Para José Pedro Inácio, parte da resolução para este problema da falta de saúde na velhice passa pela prevenção – naturalmente com o apoio da tecnologia. “Somos dos povos mais envelhecidos, em 2025-30 poderemos vir a ser até nação mais envelhecida do mundo. Como fazer a prevenção também nos últimos anos, para que por exemplo as pessoas tenham uma nutrição que esteja de acordo com as suas característica biológicas? Acredito que as apps para os targets certos e a gamificação são a resposta, tendo por exemplo um coach virtual que nos guie e oriente através do nosso tablet, e que será útil para quem vai ao ginásio mas – sobretudo – não só.”

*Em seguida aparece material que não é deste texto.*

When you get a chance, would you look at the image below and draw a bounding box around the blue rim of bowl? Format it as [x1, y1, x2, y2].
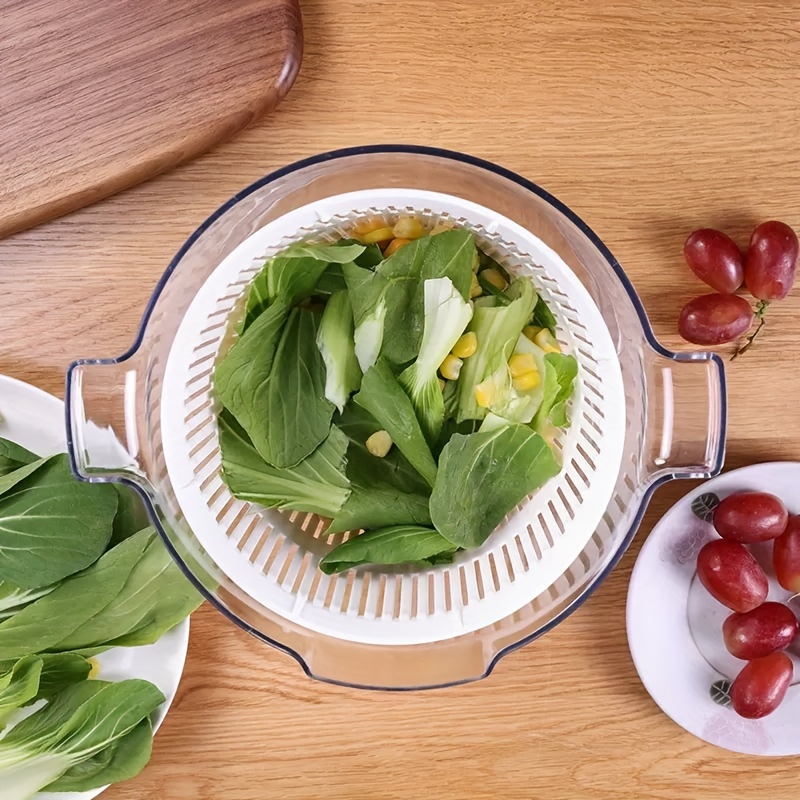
[65, 144, 728, 692]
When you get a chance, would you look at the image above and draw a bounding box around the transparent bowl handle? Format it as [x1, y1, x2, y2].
[644, 349, 727, 482]
[65, 355, 151, 492]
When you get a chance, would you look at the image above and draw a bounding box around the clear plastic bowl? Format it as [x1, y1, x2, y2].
[67, 145, 726, 689]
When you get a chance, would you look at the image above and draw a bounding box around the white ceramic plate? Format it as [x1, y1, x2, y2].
[0, 375, 189, 800]
[627, 462, 800, 756]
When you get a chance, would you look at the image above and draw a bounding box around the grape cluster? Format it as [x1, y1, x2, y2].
[678, 220, 800, 358]
[697, 492, 800, 719]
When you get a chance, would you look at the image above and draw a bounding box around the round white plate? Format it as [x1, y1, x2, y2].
[0, 375, 189, 800]
[627, 462, 800, 756]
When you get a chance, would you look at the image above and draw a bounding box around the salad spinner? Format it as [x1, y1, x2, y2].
[67, 146, 725, 689]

Falando em apps, a aplicação mais falada nestes últimos dias não escapou ao debate. Sobre toda esta celeuma em torno da StayAway Covid, Luís Filipe Goes Pinheiro referiu que a eficácia de qualquer medida tem de ser enquadrada nas expectativas que se geram e que o fundamental passa por mudar a mentalidade das pessoas, algo que terá sido conseguido: “Há nove meses ninguém sonharia com a situação que ainda hoje vivemos, e esperamos que apareça uma solução mágica e resolva o problema de um dia para o outro.
A app surgiu para dar o seu contributo e será tão mais importante quanto o número de pessoas que a usam na sua plenitude. E o facto é que desde que a discussão se generalizou na praça pública tivemos mais 900 mil downloads face ao que existia, para um total hoje de 2,4 milhões.”
O Presidente da SPMS/SNS24 aproveitou o debate para elogiar o esforço que tem sido feito por todos os profissionais durante estes meses, em que o serviço SNS24 passou de pouco mais de 3.000 chamadas para mais de 20.000 diariamente. “O valor mais alto está em 23 425 nesta última quinta-feira, 22 de outubro”, recordou o responsável sobre o serviço que inclui sete call centers em seis cidades do país do Porto a Loulé e passando por Lisboa e Covilhã, e que passou em poucos de aproximadamente mil operadores para 2.250 em escala rotativa e numa operação 24/7, e que tem sempre à sua frente um grande desafio. “Esta linha tem profissionais altamente qualificados, pelo que falamos de um contingente que é limitado”.
O Portugal Digital Summit decorre até ao final do dia de hoje, 23 de outubro, num formato online, com transmissão em streaming e no canal 420 das quatro operadoras de TV, MEO, NOS, NOWO e Vodafone.